Here’s a fun probability problem that Benoit.Jottreau@smartodds.co.uk showed me. If you’re clever at probability, you might be able to solve it exactly; otherwise it’s easy to simulate. But as with previous problems of this type, I think it’s more interesting to find out what you would guess the answer to be, without thinking about it too deeply.

So, suppose you’ve got 10 coins. They’re fair coins, in the sense that if you toss any of them, they’re equally likely to come up heads or tails. You toss all 10 coins. You then remove the ones that come up heads. The remaining ones – the ones that come up tails – you toss again in a second round. Again, you remove any that come up heads, and toss again the ones that come up tails in a third round. And so on. In each round, you remove the coins that come up heads, and toss again the coins that come up tails. You stop once all of the coins have been removed.

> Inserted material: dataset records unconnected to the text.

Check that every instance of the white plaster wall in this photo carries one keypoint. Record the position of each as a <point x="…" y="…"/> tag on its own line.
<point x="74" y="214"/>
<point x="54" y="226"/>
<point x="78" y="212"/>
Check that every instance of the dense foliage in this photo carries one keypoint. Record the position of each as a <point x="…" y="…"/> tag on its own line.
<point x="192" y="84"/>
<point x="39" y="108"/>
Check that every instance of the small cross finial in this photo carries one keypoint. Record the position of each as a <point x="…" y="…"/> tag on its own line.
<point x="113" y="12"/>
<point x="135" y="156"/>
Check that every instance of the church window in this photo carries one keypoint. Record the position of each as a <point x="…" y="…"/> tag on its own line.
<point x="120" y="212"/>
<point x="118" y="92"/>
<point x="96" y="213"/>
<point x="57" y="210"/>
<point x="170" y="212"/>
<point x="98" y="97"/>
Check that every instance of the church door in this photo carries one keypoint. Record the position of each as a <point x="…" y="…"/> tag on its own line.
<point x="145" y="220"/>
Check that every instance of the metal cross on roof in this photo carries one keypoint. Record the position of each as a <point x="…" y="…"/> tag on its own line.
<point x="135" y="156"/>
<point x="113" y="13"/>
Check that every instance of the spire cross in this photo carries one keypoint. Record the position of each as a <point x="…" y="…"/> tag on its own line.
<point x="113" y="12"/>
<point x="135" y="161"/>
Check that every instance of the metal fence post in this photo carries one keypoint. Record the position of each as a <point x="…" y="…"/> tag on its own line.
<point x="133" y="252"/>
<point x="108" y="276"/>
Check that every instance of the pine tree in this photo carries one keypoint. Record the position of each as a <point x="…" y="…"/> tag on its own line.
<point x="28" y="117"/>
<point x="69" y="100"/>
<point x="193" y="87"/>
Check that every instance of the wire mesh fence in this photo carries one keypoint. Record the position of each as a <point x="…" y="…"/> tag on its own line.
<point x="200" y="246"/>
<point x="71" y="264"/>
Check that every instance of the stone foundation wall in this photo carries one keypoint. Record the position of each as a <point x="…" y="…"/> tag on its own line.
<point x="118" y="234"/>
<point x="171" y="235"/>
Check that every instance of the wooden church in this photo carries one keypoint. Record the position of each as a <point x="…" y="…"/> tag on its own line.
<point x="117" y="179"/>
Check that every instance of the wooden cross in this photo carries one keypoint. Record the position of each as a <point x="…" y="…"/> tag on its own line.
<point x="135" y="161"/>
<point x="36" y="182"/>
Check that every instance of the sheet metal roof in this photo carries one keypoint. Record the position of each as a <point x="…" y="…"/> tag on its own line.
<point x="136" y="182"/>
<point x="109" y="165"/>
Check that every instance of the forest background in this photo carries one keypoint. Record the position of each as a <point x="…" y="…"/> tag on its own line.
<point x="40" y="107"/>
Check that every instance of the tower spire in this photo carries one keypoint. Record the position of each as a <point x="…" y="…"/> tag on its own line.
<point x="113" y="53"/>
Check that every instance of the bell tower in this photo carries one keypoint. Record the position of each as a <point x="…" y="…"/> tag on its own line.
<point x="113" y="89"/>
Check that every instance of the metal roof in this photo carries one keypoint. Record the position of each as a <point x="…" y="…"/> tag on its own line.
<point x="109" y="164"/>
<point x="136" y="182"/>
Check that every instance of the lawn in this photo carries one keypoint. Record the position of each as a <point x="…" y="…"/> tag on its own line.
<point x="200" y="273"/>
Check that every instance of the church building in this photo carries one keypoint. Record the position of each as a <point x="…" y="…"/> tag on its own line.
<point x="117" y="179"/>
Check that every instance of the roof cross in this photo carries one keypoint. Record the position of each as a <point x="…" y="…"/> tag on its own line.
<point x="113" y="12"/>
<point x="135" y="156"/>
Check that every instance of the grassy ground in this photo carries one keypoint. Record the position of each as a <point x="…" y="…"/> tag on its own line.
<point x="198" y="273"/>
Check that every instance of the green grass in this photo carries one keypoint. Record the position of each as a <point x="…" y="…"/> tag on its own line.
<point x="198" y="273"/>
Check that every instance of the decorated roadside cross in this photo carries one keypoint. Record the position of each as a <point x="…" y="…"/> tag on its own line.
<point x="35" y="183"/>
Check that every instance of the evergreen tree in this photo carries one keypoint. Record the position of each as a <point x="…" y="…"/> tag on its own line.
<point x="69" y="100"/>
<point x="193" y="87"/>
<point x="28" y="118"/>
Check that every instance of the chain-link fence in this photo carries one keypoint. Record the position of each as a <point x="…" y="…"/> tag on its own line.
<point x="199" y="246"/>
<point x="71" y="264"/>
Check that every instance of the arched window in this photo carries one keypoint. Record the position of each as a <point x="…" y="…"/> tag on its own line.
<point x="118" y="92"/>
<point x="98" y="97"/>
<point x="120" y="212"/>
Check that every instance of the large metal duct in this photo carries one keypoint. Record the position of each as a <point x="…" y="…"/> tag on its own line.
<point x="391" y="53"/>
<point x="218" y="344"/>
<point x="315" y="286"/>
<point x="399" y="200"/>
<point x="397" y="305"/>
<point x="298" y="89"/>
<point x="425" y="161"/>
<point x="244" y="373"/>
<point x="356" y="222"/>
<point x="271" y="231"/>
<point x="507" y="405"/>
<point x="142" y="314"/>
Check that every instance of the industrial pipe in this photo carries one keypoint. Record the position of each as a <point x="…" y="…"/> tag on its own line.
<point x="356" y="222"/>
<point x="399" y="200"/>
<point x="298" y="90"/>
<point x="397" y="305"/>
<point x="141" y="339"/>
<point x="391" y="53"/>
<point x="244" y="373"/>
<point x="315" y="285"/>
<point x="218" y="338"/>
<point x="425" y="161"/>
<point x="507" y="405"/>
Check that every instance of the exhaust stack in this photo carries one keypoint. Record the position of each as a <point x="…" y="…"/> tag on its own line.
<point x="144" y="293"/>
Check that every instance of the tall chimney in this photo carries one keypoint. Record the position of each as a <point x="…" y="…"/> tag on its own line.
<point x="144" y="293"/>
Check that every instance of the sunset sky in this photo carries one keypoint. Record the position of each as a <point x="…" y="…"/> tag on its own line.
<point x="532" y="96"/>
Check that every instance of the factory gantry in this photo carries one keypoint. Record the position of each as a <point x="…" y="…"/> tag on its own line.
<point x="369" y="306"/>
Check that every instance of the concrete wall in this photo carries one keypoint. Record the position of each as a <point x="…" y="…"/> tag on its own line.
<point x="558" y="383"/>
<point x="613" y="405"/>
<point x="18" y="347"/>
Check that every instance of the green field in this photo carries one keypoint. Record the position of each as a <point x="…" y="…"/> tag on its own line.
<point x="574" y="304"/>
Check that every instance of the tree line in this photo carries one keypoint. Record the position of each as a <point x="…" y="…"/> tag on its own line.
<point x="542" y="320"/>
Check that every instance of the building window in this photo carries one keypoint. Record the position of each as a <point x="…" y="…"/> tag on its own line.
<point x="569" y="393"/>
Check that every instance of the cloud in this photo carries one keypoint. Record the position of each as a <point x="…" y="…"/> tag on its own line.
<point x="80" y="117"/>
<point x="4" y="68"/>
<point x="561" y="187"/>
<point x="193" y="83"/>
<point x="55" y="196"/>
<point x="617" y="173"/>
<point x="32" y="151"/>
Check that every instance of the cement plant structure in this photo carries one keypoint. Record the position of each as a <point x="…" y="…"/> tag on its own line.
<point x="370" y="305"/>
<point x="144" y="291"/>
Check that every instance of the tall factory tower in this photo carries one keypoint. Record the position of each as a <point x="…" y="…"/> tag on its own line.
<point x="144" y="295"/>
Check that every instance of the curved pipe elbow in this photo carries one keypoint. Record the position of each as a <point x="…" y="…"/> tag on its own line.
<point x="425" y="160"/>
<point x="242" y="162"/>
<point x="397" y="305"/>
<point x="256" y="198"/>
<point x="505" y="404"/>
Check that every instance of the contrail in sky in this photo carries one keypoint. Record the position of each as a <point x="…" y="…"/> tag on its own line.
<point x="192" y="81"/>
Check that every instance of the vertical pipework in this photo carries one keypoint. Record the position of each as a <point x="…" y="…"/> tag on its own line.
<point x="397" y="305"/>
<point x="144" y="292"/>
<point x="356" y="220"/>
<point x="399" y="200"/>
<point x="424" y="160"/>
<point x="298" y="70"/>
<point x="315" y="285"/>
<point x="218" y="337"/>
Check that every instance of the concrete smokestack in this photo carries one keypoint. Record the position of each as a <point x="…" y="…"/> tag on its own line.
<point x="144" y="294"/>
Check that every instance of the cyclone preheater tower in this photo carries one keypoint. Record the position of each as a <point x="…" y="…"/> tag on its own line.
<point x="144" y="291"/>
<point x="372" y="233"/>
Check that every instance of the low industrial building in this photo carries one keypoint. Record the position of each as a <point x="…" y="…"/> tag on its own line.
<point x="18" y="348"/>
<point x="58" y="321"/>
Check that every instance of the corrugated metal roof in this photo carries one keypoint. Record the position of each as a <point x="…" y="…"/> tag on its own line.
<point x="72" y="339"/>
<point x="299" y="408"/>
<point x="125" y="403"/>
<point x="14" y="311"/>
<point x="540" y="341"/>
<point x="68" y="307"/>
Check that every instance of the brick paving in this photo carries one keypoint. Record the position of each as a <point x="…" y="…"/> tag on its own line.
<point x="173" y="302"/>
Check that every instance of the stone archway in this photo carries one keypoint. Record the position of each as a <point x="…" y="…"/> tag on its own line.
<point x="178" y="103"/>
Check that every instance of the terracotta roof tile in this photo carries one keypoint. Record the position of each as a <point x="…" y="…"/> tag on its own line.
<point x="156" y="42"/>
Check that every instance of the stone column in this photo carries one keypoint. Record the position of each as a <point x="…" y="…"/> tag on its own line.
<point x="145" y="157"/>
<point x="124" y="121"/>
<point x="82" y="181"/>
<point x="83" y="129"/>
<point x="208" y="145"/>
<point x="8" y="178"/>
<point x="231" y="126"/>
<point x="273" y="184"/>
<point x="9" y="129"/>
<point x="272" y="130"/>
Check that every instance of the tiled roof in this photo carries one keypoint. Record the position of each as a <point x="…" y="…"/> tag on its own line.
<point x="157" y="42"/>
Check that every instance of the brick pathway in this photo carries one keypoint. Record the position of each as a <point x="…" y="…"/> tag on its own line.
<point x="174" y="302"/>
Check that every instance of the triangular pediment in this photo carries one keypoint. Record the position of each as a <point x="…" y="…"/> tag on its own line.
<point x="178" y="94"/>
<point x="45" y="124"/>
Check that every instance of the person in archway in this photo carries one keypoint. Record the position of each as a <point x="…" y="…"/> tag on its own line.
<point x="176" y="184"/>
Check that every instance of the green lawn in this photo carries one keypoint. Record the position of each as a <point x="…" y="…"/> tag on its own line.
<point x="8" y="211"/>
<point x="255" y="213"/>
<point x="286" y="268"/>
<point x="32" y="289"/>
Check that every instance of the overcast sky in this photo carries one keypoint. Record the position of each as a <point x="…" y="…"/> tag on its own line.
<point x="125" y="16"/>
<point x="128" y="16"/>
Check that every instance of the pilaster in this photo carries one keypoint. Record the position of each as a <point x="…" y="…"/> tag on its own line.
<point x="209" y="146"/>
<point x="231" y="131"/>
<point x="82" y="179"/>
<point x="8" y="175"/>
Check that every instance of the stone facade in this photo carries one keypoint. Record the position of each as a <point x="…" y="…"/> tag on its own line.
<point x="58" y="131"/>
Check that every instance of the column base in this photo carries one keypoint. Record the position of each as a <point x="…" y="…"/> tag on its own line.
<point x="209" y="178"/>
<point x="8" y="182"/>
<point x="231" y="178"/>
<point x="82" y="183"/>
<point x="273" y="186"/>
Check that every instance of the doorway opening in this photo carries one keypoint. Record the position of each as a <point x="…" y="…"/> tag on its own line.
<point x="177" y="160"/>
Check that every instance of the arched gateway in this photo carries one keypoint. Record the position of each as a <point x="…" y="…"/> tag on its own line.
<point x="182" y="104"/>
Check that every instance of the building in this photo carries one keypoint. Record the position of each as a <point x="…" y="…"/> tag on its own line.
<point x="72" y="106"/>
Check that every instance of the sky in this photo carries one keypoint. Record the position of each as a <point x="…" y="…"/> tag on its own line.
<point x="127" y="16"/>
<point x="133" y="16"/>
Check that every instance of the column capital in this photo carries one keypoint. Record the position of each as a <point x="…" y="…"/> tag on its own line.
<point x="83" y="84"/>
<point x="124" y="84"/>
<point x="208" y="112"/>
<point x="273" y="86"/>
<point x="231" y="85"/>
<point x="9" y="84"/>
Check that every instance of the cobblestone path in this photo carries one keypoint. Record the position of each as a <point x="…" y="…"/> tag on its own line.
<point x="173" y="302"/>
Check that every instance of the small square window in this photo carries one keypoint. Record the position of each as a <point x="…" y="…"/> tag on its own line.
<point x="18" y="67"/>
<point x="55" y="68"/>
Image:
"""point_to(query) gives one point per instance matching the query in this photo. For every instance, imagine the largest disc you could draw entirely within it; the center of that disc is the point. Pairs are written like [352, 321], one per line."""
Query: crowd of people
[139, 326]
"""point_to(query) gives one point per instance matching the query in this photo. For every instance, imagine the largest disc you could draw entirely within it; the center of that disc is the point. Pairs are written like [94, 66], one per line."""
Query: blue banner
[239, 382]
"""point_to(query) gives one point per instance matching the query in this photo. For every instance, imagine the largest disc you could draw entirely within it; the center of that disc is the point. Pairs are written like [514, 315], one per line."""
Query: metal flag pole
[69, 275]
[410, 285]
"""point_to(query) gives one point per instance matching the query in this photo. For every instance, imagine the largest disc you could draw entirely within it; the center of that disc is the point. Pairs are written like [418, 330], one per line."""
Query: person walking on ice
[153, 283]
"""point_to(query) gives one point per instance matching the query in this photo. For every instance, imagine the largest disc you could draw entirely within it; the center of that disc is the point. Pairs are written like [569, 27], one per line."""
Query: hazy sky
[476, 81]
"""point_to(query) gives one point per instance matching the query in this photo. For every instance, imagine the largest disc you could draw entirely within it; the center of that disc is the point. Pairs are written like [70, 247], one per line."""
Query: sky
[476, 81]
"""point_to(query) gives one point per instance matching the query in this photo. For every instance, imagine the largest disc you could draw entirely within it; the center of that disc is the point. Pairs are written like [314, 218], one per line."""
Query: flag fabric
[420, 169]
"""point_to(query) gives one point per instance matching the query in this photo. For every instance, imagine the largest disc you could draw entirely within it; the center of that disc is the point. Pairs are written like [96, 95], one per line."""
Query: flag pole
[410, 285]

The question: on average, how many rounds of this game do you need before all of the coins have been removed?

There are different mathematical ways of approaching this problem, but I’m not really interested in those. I’m interested in how good we are, collectively, at using our instincts to guess the solution to a problem of this type. So, I’d really appreciate it if you’d send me your best guess.

Actually, let’s make it a little more interesting. Can you send me an answer to a second question as well?

Second question: same game as above, but starting with 100 coins. This time, on average, how many rounds do you need before all of the coins have been removed?